Brands get socially responsible
Brands are going for CSR initiatives which they can then communicate through advertising, reports Ritu Tripathi.business Updated: Sep 18, 2007 20:38 IST
As its strategic importance in brand building hits home in big dollops, Corporate Social Responsibility (CSR) is gaining ground in brand marketing. "It helps to connect to the consumers and to society at large in a more significant, engaging way, which helps build long-term brand equity," says a Hindustan Unilever Limited (HUL) spokesperson.
CSR has been around, but it is now being communicated more strongly through advertising. The way the CSR initiative gets structured, therefore, needs to take into account its communication possibilities.
So we have the ongoing Little Drops of Joy—a global campaign—from Coca-Cola, advertising across media in india.
Venkatesh Kini, VP marketing, Coca-Cola India, says, "As a beverage company, the primary ingredient for our products is water, a precious natural resource that is under severe duress. As a responsible brand, we have set ourselves a target of replenishing the ground water that we extract for our beverage production. We want to be a 'Net zero' company on ground water usage by 2009. We are undertaking rain water harvesting projects in partnership with government departments, NGOs and local communities across India. We have already installed more than 300 RWH structures in 17 states."
Coca-Cola is also working with industry associations, other corporates and stakeholders on an end-to-end economic value chain for PET bottle collection and recycling.
And do you recall the Surf Excel scholarship programme ad in which two boys fight over a scratch cloth, find a scholarship award and hand it over to an underprivileged boy, who joins them at their school as a result? In HUL's view, the mission chosen for a CSR initiative should be in sync with the brand proposition. So the widely advertised 'save water' ad campaign for Surf Excel Quickwash, which needs two buckets less water per wash. Another initiative, Shakti, works to empower rural women through livelihood opportunities.
Unilever is implementing a new process, Brand Imprint, to help its brands identify social issues that fit naturally with their propositions. This sharply defined space becomes the source of sustainable competitive advantage, HUL believes.

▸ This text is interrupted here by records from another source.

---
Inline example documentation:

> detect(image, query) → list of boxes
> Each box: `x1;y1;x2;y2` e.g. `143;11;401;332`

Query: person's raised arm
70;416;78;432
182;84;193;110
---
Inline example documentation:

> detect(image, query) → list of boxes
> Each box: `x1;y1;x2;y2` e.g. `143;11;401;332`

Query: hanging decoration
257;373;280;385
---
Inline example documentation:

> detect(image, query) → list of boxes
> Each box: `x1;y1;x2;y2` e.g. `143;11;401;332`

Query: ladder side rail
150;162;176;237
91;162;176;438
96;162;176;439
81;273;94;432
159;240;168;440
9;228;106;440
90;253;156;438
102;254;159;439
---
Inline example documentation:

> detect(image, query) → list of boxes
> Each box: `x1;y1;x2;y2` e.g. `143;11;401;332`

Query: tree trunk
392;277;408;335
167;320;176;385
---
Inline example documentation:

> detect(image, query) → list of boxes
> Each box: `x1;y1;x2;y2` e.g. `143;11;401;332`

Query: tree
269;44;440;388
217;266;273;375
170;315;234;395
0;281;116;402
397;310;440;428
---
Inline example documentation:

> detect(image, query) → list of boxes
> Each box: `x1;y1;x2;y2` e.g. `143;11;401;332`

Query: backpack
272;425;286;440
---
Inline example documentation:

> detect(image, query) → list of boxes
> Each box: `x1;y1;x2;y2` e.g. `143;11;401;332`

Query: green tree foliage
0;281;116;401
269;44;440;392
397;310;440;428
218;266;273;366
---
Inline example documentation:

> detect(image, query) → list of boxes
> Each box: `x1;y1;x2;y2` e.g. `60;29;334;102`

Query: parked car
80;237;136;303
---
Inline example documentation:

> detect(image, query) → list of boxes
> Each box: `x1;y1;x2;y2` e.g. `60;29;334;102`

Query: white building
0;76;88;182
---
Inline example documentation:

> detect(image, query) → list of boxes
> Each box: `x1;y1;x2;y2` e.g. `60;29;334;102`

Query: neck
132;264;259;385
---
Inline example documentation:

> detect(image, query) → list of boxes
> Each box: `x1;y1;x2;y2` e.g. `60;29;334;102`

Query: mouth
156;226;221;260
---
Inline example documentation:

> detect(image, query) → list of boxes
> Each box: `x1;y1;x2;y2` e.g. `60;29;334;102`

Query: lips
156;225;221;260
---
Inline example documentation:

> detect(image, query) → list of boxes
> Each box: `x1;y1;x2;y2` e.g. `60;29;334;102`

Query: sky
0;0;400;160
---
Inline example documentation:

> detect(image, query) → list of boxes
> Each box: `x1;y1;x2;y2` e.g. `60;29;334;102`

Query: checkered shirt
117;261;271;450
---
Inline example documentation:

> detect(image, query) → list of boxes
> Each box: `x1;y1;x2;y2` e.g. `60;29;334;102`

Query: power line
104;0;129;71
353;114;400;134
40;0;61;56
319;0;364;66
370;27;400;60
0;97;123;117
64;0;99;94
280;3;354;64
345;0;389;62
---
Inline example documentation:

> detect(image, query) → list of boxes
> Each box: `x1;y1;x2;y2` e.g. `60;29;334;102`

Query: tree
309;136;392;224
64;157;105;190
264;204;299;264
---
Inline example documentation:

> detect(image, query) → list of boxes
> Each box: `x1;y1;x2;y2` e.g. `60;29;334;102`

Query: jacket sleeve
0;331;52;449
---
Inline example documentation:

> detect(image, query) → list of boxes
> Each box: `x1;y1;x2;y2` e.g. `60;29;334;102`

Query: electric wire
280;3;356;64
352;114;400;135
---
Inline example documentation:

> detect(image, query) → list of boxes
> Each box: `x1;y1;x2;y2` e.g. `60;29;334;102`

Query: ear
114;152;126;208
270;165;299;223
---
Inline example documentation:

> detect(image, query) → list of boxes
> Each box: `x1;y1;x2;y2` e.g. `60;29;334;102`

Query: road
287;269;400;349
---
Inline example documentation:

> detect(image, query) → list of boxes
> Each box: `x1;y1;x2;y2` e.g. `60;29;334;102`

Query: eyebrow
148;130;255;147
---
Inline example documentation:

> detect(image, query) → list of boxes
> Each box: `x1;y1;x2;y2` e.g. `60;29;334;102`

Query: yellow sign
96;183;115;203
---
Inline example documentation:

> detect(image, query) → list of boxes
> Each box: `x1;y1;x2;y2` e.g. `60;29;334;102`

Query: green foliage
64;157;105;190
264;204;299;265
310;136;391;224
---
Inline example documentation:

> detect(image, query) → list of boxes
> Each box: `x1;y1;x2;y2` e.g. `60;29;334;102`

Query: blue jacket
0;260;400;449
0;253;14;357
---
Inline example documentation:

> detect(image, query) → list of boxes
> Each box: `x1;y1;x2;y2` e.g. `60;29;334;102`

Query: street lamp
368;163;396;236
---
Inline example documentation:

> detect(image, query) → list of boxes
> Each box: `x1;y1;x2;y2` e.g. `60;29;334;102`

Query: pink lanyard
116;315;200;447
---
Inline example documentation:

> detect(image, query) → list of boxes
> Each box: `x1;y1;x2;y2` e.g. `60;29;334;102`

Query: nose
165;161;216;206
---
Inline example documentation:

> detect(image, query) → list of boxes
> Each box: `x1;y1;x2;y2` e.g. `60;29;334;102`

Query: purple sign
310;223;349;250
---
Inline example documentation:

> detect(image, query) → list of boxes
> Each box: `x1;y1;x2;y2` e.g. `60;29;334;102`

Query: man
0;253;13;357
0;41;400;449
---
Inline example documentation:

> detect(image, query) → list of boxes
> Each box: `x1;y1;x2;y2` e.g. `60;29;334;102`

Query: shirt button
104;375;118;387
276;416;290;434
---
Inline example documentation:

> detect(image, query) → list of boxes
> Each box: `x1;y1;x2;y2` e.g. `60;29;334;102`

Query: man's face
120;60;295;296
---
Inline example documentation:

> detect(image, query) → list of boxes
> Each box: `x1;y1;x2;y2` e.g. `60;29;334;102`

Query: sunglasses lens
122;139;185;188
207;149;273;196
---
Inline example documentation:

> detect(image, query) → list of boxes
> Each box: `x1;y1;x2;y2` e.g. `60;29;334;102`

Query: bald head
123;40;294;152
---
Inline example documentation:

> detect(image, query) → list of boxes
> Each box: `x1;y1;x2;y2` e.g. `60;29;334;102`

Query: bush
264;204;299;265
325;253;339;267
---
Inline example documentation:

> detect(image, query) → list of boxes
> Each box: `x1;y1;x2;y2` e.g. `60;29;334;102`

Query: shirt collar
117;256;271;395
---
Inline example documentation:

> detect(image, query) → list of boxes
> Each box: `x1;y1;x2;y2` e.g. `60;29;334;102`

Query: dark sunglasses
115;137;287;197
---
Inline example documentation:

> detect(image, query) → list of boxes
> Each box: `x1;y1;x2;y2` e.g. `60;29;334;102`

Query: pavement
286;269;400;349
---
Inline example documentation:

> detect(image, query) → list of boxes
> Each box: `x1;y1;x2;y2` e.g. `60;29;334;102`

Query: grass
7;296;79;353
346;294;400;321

Tetra Pak joined hands with WWF India a month ago to launch its three-year Young Climate Savers programme. In the first year, 50,000 children from 200 schools across India will go through climate change education workshops. Says Sanjay Sachdeva, director, marketing & product management, Tetra Pak India, "We hope to motivate students to contribute meaningfully towards reducing global warming and to inculcate leadership and motivation skills for promoting energy efficient lifestyles, eco-friendly attitudes." Tetra Pak also supports a recycling programme for its cartons, run by two NGOs, one each in Delhi and Mumbai.
There is wide agreement that using CSR garners big, long term gains for brands, even creating important perception cushions for the brand in times of crises. As CSR gains importance in brand building, budget allocations are bound to get more focused. "Budget for CSR is determined on a community's need assessment. As CSR programmes expand, spends will correspondingly expand," says Coca-Cola's Kini.